With the state of the world (wars and rumours of wars) at times it is hard not to get caught up in the hysteria, the fear and the bad news of the day about what may or may not lie ahead. If we as Christians can feel so vulnerable and discouraged at times, then how much more challenging must it be for those without any God-dimension in their lives at all??
And we hear the words of President Zelensky of Ukraine, who asks if it is still possible to associate religion with morality, how Russian Orthodox leaders can say they are faithfully empowering soldiers to kill Ukrainians, how the largest Christian Orthodox community in the world on Easter will kill and be killed.

If we as experienced adults feel vulnerable and discouraged, how much more challenging must it be for so many young people who have never been taught anything about you.

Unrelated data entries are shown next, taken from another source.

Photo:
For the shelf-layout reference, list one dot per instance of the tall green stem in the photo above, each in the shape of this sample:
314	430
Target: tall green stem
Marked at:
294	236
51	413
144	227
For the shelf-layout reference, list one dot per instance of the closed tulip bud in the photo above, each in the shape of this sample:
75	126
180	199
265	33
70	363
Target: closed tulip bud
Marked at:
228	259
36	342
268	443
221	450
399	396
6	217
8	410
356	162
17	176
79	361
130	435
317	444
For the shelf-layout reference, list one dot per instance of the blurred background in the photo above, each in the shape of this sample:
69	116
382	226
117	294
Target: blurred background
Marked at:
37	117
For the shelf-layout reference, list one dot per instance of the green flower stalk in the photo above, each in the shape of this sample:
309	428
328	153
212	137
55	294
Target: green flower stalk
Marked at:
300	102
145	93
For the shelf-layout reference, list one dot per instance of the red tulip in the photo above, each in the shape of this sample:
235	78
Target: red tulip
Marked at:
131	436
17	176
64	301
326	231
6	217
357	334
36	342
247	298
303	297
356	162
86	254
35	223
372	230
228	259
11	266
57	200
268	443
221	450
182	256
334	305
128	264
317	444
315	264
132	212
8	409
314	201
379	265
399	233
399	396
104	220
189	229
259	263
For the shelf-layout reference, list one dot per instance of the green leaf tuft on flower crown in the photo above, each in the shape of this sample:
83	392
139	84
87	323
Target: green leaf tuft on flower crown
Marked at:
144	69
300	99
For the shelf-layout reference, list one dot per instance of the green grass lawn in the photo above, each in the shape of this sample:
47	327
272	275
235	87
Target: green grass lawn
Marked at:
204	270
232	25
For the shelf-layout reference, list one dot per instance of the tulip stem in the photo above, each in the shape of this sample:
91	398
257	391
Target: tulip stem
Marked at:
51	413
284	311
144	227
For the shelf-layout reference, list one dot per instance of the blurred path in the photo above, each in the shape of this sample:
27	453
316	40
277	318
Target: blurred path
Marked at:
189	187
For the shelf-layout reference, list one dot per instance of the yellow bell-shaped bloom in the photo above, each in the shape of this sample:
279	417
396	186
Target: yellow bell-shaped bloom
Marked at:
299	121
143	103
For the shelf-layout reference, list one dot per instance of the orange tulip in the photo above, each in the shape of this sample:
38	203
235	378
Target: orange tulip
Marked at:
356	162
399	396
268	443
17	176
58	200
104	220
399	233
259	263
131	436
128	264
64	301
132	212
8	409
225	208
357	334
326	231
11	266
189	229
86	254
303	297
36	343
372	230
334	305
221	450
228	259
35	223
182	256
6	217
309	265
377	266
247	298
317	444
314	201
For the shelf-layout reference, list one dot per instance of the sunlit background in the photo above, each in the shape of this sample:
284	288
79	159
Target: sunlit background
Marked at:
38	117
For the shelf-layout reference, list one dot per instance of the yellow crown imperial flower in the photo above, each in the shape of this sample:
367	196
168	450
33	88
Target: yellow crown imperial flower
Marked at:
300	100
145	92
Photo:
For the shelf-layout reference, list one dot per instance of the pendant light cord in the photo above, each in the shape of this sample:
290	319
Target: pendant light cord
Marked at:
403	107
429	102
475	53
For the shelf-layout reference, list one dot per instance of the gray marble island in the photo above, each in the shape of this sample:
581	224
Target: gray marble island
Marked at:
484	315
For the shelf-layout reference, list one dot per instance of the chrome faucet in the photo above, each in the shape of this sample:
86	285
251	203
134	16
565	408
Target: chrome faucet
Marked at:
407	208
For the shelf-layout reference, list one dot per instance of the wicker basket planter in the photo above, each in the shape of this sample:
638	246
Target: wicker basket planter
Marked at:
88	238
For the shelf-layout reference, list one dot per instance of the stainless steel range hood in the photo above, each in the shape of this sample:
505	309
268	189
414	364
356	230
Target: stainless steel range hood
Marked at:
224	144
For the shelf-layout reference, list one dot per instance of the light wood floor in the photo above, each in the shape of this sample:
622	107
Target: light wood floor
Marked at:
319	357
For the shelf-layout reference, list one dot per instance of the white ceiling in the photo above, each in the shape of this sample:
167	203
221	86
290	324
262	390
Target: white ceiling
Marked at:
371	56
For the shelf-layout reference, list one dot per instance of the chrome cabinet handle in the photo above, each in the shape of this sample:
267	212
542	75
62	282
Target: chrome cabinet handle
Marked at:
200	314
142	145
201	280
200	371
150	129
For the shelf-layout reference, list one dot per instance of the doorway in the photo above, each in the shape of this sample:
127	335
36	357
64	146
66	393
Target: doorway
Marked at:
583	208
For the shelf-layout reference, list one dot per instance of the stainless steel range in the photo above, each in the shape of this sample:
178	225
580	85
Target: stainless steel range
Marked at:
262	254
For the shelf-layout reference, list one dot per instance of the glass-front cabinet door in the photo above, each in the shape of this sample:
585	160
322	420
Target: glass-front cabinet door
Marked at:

And so we pray for all people whose faith has been taken away or who have never known you. May you reveal Yourself to them and change their lives forever.

Our little churches have struggled in the last several months…. But right now, is an opportunity for your people and your church. We are being watched, even scrutinized……and now is the time to step up and step out in faith to show what it is we truly believe. Our actions are most important now.
You have said that YOU are before all things and that IN YOU all things are held together. Thank you, Lord, for holding all things together. Thank you for holding us together. Teach us and remind us that we can trust YOU even when things seem to fall apart.

Lord God, we ask you to equip us: let us be examples of your kindness and compassion. Let us think of others before we think of ourselves. We have been the recipients of your abundant blessings and endless grace - let us be a representation of your generosity and encouragement now.

In the strong name of Jesus, and with Him, we pray Our Father.